S'agissant d'une sorte de huis-clos centré sur un maître du polard bizarrement disparu, on se dit que «
Juste avant l'Oubli » va justement tourner en polard à la
Agatha Christie, mais non, il s'agit de bien autre chose (sauf peut-être à la fin où le polard qui n'en est pas un finit presque par se mordre la queue…), c'est plus une sorte de pastiche de roman policier.
La première qualité de cette fiction romanesque d'
Alice Zeniter, c'est une véritable virtuosité dans l'écriture. Tout est mis en forme pour donner de la consistance à l'écrivain disparu, au point que parfois le lecteur se demande si Galwin Donnel n'aurait pas vraiment existé, ou s'il est bien sorti de l'imagination d'
Alice Zéniter. Celle-ci glisse ici ou là dans des notes en bas de pages des remarques de critiques ou d'éditeurs bien réels, les citations extraites des soi-disant romans de feu l'auteur sont bien imaginées. Et quelques-uns des exposés des spécialistes es-Donnel, sont retranscrits dans un jargon parfaitement crédible et réaliste, (y compris dans leurs dimensions parfois narcissiques et auto-suffisantes), on sent qu'
Alice Zeniter (qui a enseigné à la Sorbonne) sait de quoi elle parle quand elle évoque les petits travers de ce milieu.
Pendant ce colloque, Franck, amoureux éperdu de sa belle, se sent décalé, pas à sa place, ce monde là n'est pas le sien, et il va, presque malgré lui, se lier à un homme rugueux, une sorte de gardien, seul habitant à l'année depuis si longtemps de ce bout de terre perdu, et qui a connu l'auteur défunt.

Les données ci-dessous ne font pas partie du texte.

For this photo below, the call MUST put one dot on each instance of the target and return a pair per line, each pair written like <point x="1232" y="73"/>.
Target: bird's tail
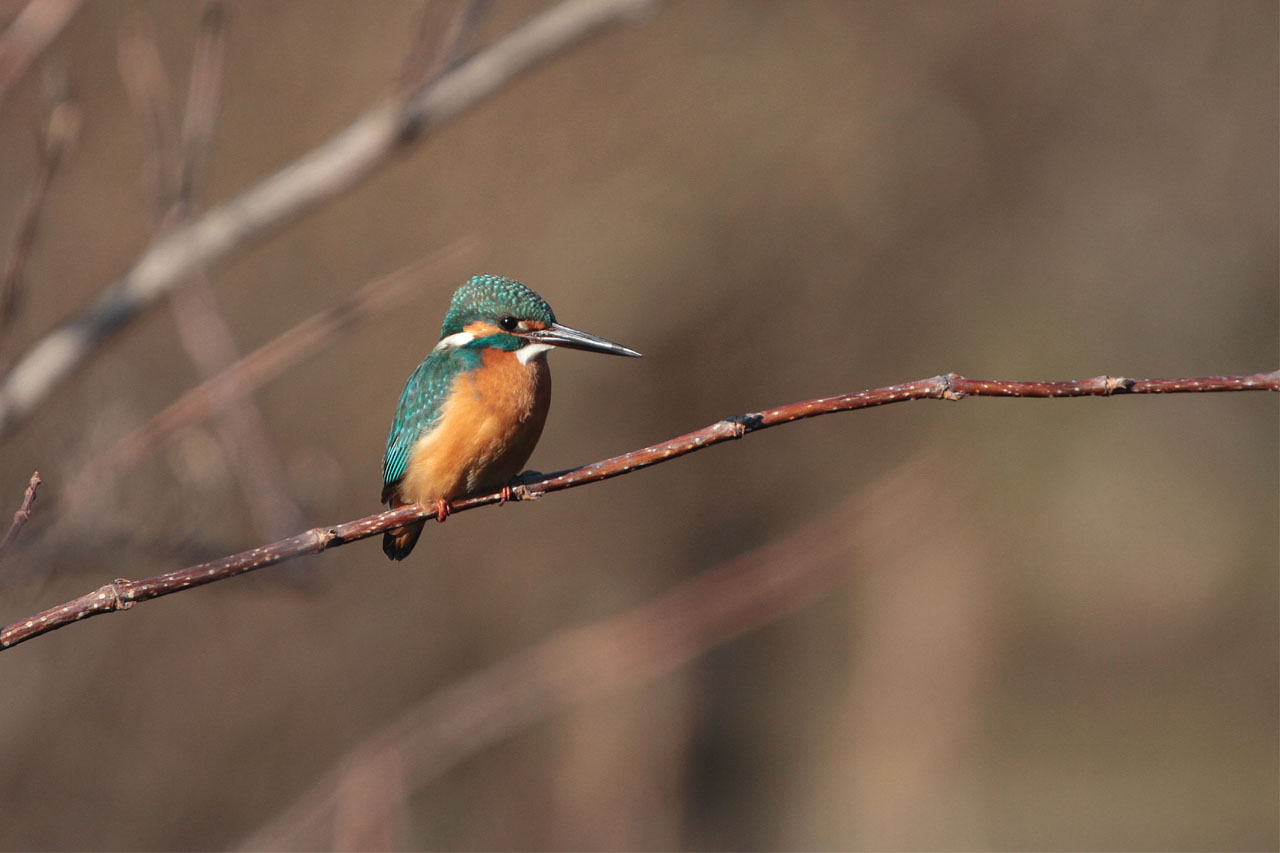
<point x="398" y="542"/>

L'intérêt de ce roman tient peu dans l'intrigue en elle-même, que j'ai trouvée dans l'ensemble assez pauvre (malgré quelques jolis rebonds narratifs dans la dernière partie). Mais c'est une écriture extrêmement habile, souvent drôle sans avoir l'air d'y toucher, avec parfois de jolies formules : («Les universitaires continuaient à parler de sujets difficiles en grignotant. Au coin des bouches, les miettes de friands à la saucisse se mêlaient aux citations.» / «Sa tête pesait un bon poids de dégoût.» / «Ils (les universitaires) parlaient en notes de bas de pages sans que la conversation révélât jamais le corps du texte.») Les portraits sont particulièrement réussis (à commencer par celui de Franck, maladroit et émouvant, qui est au coeur du roman). Les mécanismes d'une relation amoureuse, de ce à quoi elle tient, et comment parfois elle peut se déliter facilement, sont aussi décrits de manière très juste.
Même si cet opus n'a pas l'intensité à mes yeux exceptionnelle de «
L'Art de perdre», sorti deux ans plus tard, c'est un bon roman, vite lu, agréable et très bien ficelé.